RFC: feat: Input type must be Default+Serde but not POD

[caspark]

Change Description

(from commit msg)

Remove the bytemuck bounds on Config::Input, and replace them with Default and Serialize + DeserializeOwned.

1. Default is a less strict bound than Zeroable, and it's all we need - so it's more ergonomic.
2. NoUninit + CheckedBitPattern are also fairly stringent requirements, but it turns out that the only place that we actually rely on them is when we serialize or deserialize the input type. So we can just rely on the relevant Serde trait bounds instead, which again is more ergonomic.

Both changes are backwards incompatible, though they should be quite easy to resolve for existing users of GGRS (unless they have a philosophical objection to using Serde directly, I suppose).

However, number 2 does have some significant tradeoffs associated with it; in order of least to most bad:

• A) Serde becomes part of our public API.
• B) Bincode's chosen serialization scheme may interfere with the "XOR with previous input then run length encode the result" trick we use to shrink the size of inputs when we send them to connected endpoints. If this is a problem for a user, they can always manually serialize to a byte array in such a way that the run length encoding works better for their data.
• C) Users may bloat their input struct to the point where it (or N instances of it, where N == number of local players) is larger than the maximum size we limit ourselves to for a single UDP packet. This is particularly problematic since right now we just panic (due to a failed assertion) when this happens.

Discussion

Firstly, I am aware that you can already do "custom serialization of an arbitrary input type" (hereafter referred to as W) by declaring Config::Input as [u8; N], with some carefully-chosen-to-be-big-enough N; the XOR + RLE that's done on input bytes should make the cost of any extra padding bytes (over and above what's needed to store the arbitrary input type) close to zero, as any long run of trailing zeros would be compressed to just a couple of bytes.

Now having said that, requiring various Bytemuck bounds on Input is quite a strong stipulation, and it sure would be nice if you could e.g. use enums with fields ( #40 ), or even just plain old bools in your input type.

So that's what this PR gets you: any type you can serialize, you can stick into your Config::Input struct - which is nice and convenient.

But: I am not exactly sure this is a wise PR to merge, mainly because of tradeoff C listed above (B seems manageable, A seems negligible). In fact, I don't think it would make sense to merge this if we don't come up with a good way to mitigate the impact of C, because clearly "crash when enough people press enough buttons" is pretty terrible behavior.

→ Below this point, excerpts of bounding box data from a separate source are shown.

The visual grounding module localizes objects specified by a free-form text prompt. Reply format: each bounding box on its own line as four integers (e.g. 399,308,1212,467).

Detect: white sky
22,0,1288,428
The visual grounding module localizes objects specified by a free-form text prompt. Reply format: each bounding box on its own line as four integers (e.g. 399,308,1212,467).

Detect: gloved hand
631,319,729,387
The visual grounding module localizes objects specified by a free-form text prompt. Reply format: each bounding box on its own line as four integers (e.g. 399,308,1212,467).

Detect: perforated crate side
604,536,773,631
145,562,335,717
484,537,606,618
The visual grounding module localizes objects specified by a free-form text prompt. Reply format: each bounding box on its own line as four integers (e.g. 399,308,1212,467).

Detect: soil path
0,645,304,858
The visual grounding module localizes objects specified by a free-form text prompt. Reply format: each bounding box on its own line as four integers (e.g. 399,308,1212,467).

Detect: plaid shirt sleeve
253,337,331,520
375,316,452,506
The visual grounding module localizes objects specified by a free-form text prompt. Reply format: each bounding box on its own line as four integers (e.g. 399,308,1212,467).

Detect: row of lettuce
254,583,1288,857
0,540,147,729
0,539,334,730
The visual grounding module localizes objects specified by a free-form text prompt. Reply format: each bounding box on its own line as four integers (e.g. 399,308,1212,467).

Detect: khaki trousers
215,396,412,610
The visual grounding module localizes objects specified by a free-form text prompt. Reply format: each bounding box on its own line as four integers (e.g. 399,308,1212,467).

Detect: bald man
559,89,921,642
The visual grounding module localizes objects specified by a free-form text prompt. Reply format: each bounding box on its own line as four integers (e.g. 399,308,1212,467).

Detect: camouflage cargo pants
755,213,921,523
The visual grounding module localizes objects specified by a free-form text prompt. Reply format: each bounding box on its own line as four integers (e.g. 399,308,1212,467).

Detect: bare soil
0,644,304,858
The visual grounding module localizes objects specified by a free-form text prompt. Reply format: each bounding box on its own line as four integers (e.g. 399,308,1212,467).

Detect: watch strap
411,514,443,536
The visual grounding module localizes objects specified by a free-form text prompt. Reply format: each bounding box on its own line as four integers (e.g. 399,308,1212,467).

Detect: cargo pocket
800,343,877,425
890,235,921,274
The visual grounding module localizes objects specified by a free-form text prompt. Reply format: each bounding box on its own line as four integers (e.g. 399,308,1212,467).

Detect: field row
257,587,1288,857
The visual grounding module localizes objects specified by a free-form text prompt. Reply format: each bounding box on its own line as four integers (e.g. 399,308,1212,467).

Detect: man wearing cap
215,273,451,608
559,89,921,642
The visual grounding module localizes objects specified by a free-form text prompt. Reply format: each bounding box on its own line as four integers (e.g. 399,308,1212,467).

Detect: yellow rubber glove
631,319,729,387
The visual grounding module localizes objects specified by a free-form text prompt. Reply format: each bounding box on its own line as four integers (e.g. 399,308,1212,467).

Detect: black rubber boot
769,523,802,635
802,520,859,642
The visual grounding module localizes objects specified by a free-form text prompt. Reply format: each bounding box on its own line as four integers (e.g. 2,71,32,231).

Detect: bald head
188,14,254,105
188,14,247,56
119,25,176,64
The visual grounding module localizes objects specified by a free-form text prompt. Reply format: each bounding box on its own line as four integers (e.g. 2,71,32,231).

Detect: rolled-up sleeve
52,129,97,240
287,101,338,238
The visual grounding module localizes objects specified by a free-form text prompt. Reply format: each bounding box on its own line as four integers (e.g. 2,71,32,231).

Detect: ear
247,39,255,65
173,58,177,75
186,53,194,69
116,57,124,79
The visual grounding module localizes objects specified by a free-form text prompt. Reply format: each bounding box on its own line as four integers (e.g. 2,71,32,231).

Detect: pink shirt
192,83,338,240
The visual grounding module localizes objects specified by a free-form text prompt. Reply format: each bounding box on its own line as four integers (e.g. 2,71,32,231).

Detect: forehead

One approach (let's call it X) for mitigating C would be to treat the current assert as an error and propagate it all the way up to user code for handling. But I suspect that would be quite messy to do, and what do you do if you get that error at that point? I think there isn't really much in the way of meaningful error handling.

Another approach I can think of (Y) is that when you set a local player's input, GGRS encodes it together with other inputs this frame so far to check the total size, and if "size of these extra bytes plus the size of other local inputs for this frame so far" exceeds the maximum packet size, then return an error. The user could then choose to drop the input on the floor (or defer it to a later frame) by replacing it with a default input, which would (hopefully) fit.. but there's still a possibility that it wouldn't fit, and then the only sensible thing to do is to crash anyway.

(And besides, the "shape" of solution Y looks very similar to what's possible today via W, but at least in that approach the user is explicitly forced to think about the size of their byte array, rather than attempting to deal with their data not fitting later. Y does open up the possibility of larger input structs since the check could be done after the XOR + RLE, but that would also make it less predictable when errors occur.)

So.. that's where I'm at. I started down this rabbit hole thinking this approach probably wouldn't work, then it turns out it works quite nicely, but it potentially encourages running into a currently-quite-niche edge case - and I haven't got a nice design solution for that.

Still, I figured I'd write up and raise the PR to give others a chance to weigh in (and there's always the chance I've misunderstood something; I'm still new to this crate).